In 1995 I was 19 and going through quite a pivotal time in my life. We will not get into all of that now, but for our purposes here, lets just say that a part of my journey at that time involved not only accepting and loving the woman I was becoming, but also adopting an attitude along the lines of 'fuck everyone else, I'm on my own trip that only I need to understand.' I was also travelling with a bunch of hippies at the time, and in doing so came into contact with a whole new world of people, partaking in activities and a value system I had only dreamed existed and fell in love with immediately. Partly out of these factors and partly out of my flat out dislike for the need to repeatedly shave, eventually grew my unobstucted leg hair. Even after my life as a hippie vendor came to an end and I continued on a much different path in the city, I reveled in my leg hair. I have relatively dark skin for a white girl, and pretty fine hair so I felt the soft hair on my legs looked quite appropriate, pleasant, even sexy. The barage of men who were interested in me during the course of these 4 years aparently didn't disagree. At times I dyed it blonde and liked it even more. I would proudly explain to anyone who questioned it that I liked it, I hadn't shaved in 3 years and I planned never to shave them again in my life, because why should I? It wasn't so much a feminist thing as an 'I don't have to do something so trivial and pointless if I don't want to' type of thing.

Now what could have possibly happened in the recent weeks to change my mind about all this? Well.

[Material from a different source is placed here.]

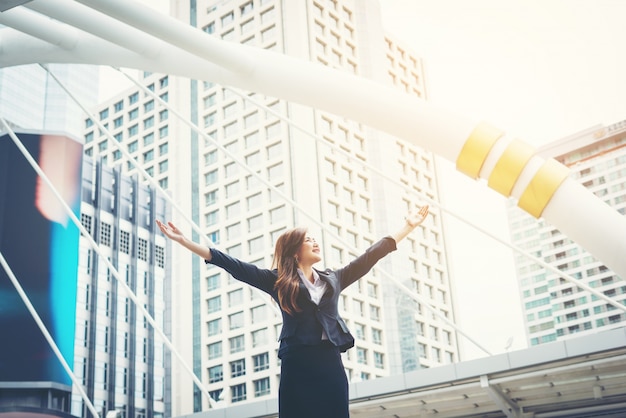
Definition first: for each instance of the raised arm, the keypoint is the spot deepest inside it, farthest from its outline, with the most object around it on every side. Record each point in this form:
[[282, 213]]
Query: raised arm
[[172, 232], [413, 219]]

I graduated college and went on my very first 'real' job interview. It was at a huge advertising agency where I hoped to obtain a relatively well-paid 'junior graphic designer/web image technician' position. Whatever. I went in there beaming with confidence but as I sat there with my portfolio I could feel them looking at my legs with some scorn. The second I got home I jumped in the shower, took one brief pausing breath, and mindlessly shaved them. Talk about selling out for the job world. They were really nice and smooth and new and fun, for about two days. After that they were already starting to get spikey, something I cannot stand and I knew then I had to start routinely shaving them or go through the arduously long process of growing them back out to the desired length. How could I have been so easily intimidated and manipulated on my very first interview? I suppose we all have moments of weakness that result in consequences we must deal with later. Thats how you learn, right?